Using a single resistor (no R1). Tying pin 7 directly to VCC with just R2 works mathematically, but lets pin 7’s discharge transistor short pin 8 (VCC) to pin 1 (GND) at the moment of transition. Minimum R1 = 1 kΩ.

Expecting precision from electrolytic capacitors. A 100 µF electrolytic has ±20% tolerance. Your 1 Hz blink timer will blink anywhere from 0.8 Hz to 1.2 Hz. If that matters, use a microcontroller with a crystal.

Triggering monostable re-entry. If the trigger pulse is longer than the output pulse width, the output stays HIGH indefinitely. The fix is to differentiate the trigger (10 nF + 10 kΩ resistor to VCC on pin 2) so only the falling edge matters, not the pulse duration.

Supply voltage vs timing accuracy. The 555 timing is theoretically independent of VCC because both threshold voltages (⅓ and ⅔ VCC) track the supply. In practice, the internal resistor divider has a small tempco. For accurate timing, use a regulated supply and a precision resistor.

Frequently asked questions

Why does my 555 timer oscillate erratically or stop when a nearby circuit switches? +

The most likely cause is missing the 10 nF bypass capacitor on pin 5 (control voltage).
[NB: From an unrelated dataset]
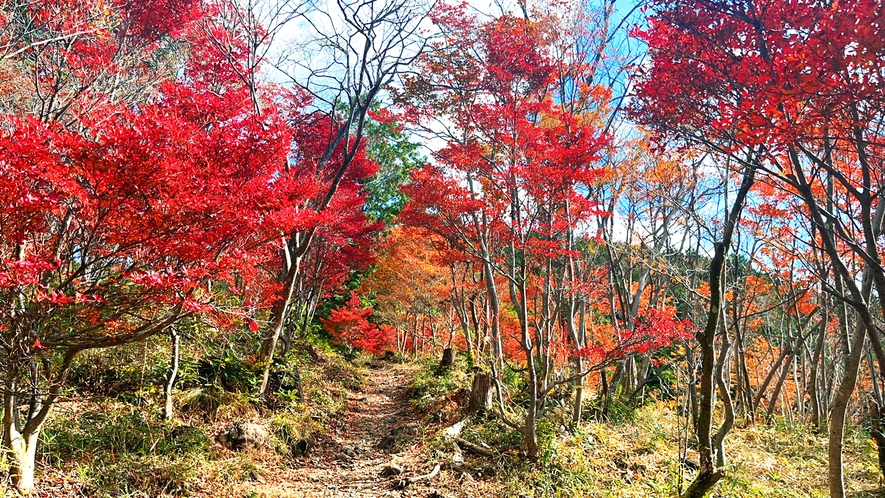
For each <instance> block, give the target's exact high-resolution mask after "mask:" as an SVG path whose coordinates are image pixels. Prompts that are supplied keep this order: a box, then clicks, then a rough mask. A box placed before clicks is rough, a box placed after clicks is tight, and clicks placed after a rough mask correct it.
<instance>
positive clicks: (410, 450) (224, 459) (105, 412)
mask: <svg viewBox="0 0 885 498" xmlns="http://www.w3.org/2000/svg"><path fill="white" fill-rule="evenodd" d="M136 352H137V350H136ZM315 353H316V352H315ZM121 361H122V360H121ZM303 364H304V365H309V368H308V367H307V366H306V367H305V368H302V369H301V376H302V377H301V378H302V385H303V388H304V397H305V399H307V400H308V402H307V403H293V402H292V401H291V400H288V398H279V400H278V405H275V406H274V407H271V405H269V404H268V402H267V400H265V401H262V402H261V403H256V402H255V401H254V400H252V399H251V398H249V397H248V396H247V395H245V394H235V393H230V392H225V391H219V390H218V389H206V388H204V387H200V386H196V387H188V388H186V389H183V390H182V391H180V392H179V393H178V395H177V397H176V406H177V407H178V417H177V418H176V420H174V421H171V422H166V421H163V420H162V417H161V409H160V408H161V405H160V404H159V403H158V402H157V401H158V400H160V399H161V397H160V396H159V395H158V394H157V393H156V392H154V391H152V390H143V391H141V392H142V393H144V397H143V398H142V397H136V398H133V399H129V398H123V399H121V397H120V396H116V397H110V396H106V397H101V396H88V395H85V394H84V395H83V396H82V397H81V398H79V399H73V398H72V399H71V400H70V401H66V402H65V403H62V404H60V406H59V407H58V409H57V410H55V412H54V415H53V417H52V419H51V420H50V422H49V423H48V424H47V427H46V429H45V430H44V433H43V434H42V436H41V438H42V444H41V446H40V447H39V452H38V487H39V489H40V492H39V493H38V494H37V496H39V497H41V498H56V497H89V498H93V497H94V498H111V497H114V498H117V497H127V498H147V497H151V498H153V497H169V498H172V497H181V496H193V497H200V498H204V497H205V498H208V497H212V498H216V497H219V498H227V497H230V498H286V497H316V498H322V497H330V498H338V497H342V498H343V497H348V498H349V497H354V498H360V497H366V498H376V497H397V498H400V497H414V498H441V497H445V498H463V497H508V498H509V497H532V498H546V497H551V498H552V497H582V498H589V497H593V498H596V497H599V498H603V497H605V498H609V497H611V498H621V497H648V496H654V497H661V498H664V497H672V496H677V495H678V493H679V491H680V490H682V489H684V488H685V486H686V485H687V483H688V482H690V480H691V478H692V477H693V474H694V471H693V470H691V468H690V467H689V466H688V465H687V464H686V461H688V460H690V461H696V459H697V457H696V455H695V454H693V452H691V451H689V452H688V453H687V454H686V452H685V441H686V437H687V435H688V432H687V429H688V428H687V425H686V424H687V423H688V422H687V421H686V420H685V417H683V416H680V415H679V414H680V409H679V407H680V405H679V404H678V403H677V402H678V400H674V399H660V400H654V399H650V400H649V401H648V402H647V403H645V404H644V405H643V406H640V407H626V406H624V407H621V408H620V409H619V410H618V411H616V412H614V411H613V412H612V419H611V420H609V421H608V422H599V421H594V420H587V421H586V422H585V423H584V424H582V425H581V427H579V428H571V429H570V428H568V427H566V425H565V424H564V422H563V421H564V420H567V419H568V415H569V413H570V406H569V404H568V396H559V397H557V398H555V399H551V404H550V408H549V411H548V415H547V418H545V420H544V424H543V425H541V426H540V428H541V429H542V432H541V434H542V437H543V440H544V445H545V448H546V449H545V452H544V455H543V457H542V459H541V461H540V462H538V463H537V464H535V465H530V464H528V462H527V461H526V460H525V457H524V456H523V455H522V450H521V445H520V441H519V437H518V435H516V434H515V433H514V432H513V431H512V430H510V429H509V428H507V427H506V426H504V425H503V424H502V423H501V422H500V420H499V419H498V417H496V416H495V415H494V414H492V415H488V416H473V417H471V418H469V419H466V420H465V415H464V410H463V407H464V406H465V405H466V397H467V394H468V390H469V386H470V373H469V369H467V368H465V366H464V365H460V364H459V365H457V366H456V368H453V369H451V370H446V371H440V370H439V369H438V362H437V361H433V360H426V361H424V362H423V363H420V364H419V363H396V362H386V361H383V360H380V359H377V358H362V359H360V360H359V361H356V362H349V361H346V360H344V359H342V358H341V357H340V356H337V355H335V354H331V353H328V352H324V351H319V353H317V354H316V358H315V359H311V361H310V362H306V361H305V362H303ZM566 394H567V393H566ZM462 421H465V423H464V424H459V426H460V427H462V429H463V430H462V432H461V433H460V436H459V437H460V438H461V440H462V441H468V442H469V443H470V444H472V445H474V447H479V446H481V447H482V448H485V449H486V450H487V453H488V455H485V456H478V455H474V454H472V453H470V452H468V451H465V450H464V448H462V449H461V450H459V449H458V446H459V445H456V444H455V442H454V441H453V439H452V438H451V437H449V436H447V435H446V432H445V431H446V429H447V428H450V427H452V426H454V425H455V424H456V423H460V422H462ZM239 422H252V423H255V424H258V425H261V426H262V427H264V428H265V429H266V430H267V432H268V434H269V438H268V441H266V442H265V443H264V444H262V445H260V446H258V447H253V448H247V449H244V450H241V451H234V450H232V449H230V448H229V447H227V446H226V445H225V444H224V442H223V437H222V436H223V435H224V434H225V431H227V430H228V428H230V427H231V426H232V424H236V423H239ZM308 440H309V441H310V448H309V450H308V451H307V452H306V454H302V453H303V452H298V453H297V455H296V454H293V453H294V452H293V449H294V448H295V447H297V445H298V443H299V442H300V441H308ZM726 447H727V449H728V455H729V461H730V463H729V466H728V469H727V476H726V478H725V479H724V480H723V481H722V482H721V483H719V484H718V485H717V488H716V496H723V497H734V498H758V497H778V498H787V497H795V496H806V497H811V498H818V497H820V498H824V497H826V496H827V495H828V493H827V489H826V469H827V464H826V462H827V460H826V438H825V435H823V434H815V433H813V432H812V431H811V430H810V429H809V428H808V427H807V426H806V425H804V424H802V423H797V422H792V421H787V422H785V421H784V420H781V419H780V418H776V419H774V420H772V421H771V422H770V423H765V422H761V421H760V422H758V423H756V424H742V425H739V426H737V427H735V429H734V430H733V431H732V433H731V434H730V435H729V437H728V439H727V441H726ZM844 461H845V477H846V486H847V488H848V491H849V493H848V496H850V497H851V498H862V497H863V498H867V497H877V496H885V494H883V488H882V487H881V481H880V478H879V470H878V467H877V465H876V450H875V447H874V445H873V444H872V442H871V441H870V440H869V437H868V434H867V433H866V432H865V430H864V429H863V428H862V427H859V426H856V425H852V426H850V427H849V428H848V430H847V431H846V441H845V454H844ZM437 465H439V470H438V471H437V472H436V473H435V474H433V475H432V476H431V477H427V478H424V479H421V480H418V481H416V482H409V484H408V485H407V486H405V487H404V488H403V487H402V486H401V485H400V486H397V484H401V482H402V481H404V480H410V479H414V478H416V477H420V476H425V475H428V474H432V473H433V471H434V469H436V468H437ZM397 469H399V473H396V470H397ZM391 470H393V471H394V472H390V471H391ZM7 472H8V467H7V464H5V458H3V456H2V454H0V497H2V496H15V495H14V493H13V492H12V490H11V489H9V488H7V484H8V483H7V482H5V480H4V479H2V477H3V476H5V475H6V473H7ZM407 482H408V481H407Z"/></svg>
Without it, supply noise couples into the internal comparator references and modulates the oscillator frequency or stops it entirely. Always add a 10 nF ceramic cap from pin 5 to GND, even if you're not using pin 5 for frequency modulation.

Can I get a duty cycle below 50% with a standard 555 astable circuit? +

Not with the basic R1/R2/C configuration. The standard astable circuit always produces duty cycles above 50% because the capacitor charges through R1 + R2 but discharges only through R2. To get duty cycles below 50%, add a Schottky diode (1N5819) across R2 with the anode toward pin 7. This bypasses R2 during the charge phase so the capacitor charges only through R1, making duty = R1 / (R1 + R2).

Why is my 555 timer frequency inaccurate compared to the calculated value? +

Capacitor type is the most common cause. X7R and X5R ceramic capacitors have ±10–15% capacitance shift over temperature, which directly multiplies into frequency error. For accurate timing use NPO/C0G ceramics (up to 10 nF) or polyester film capacitors. Also use 1% metal-film resistors — 5% carbon film introduces frequency errors up to ±5%.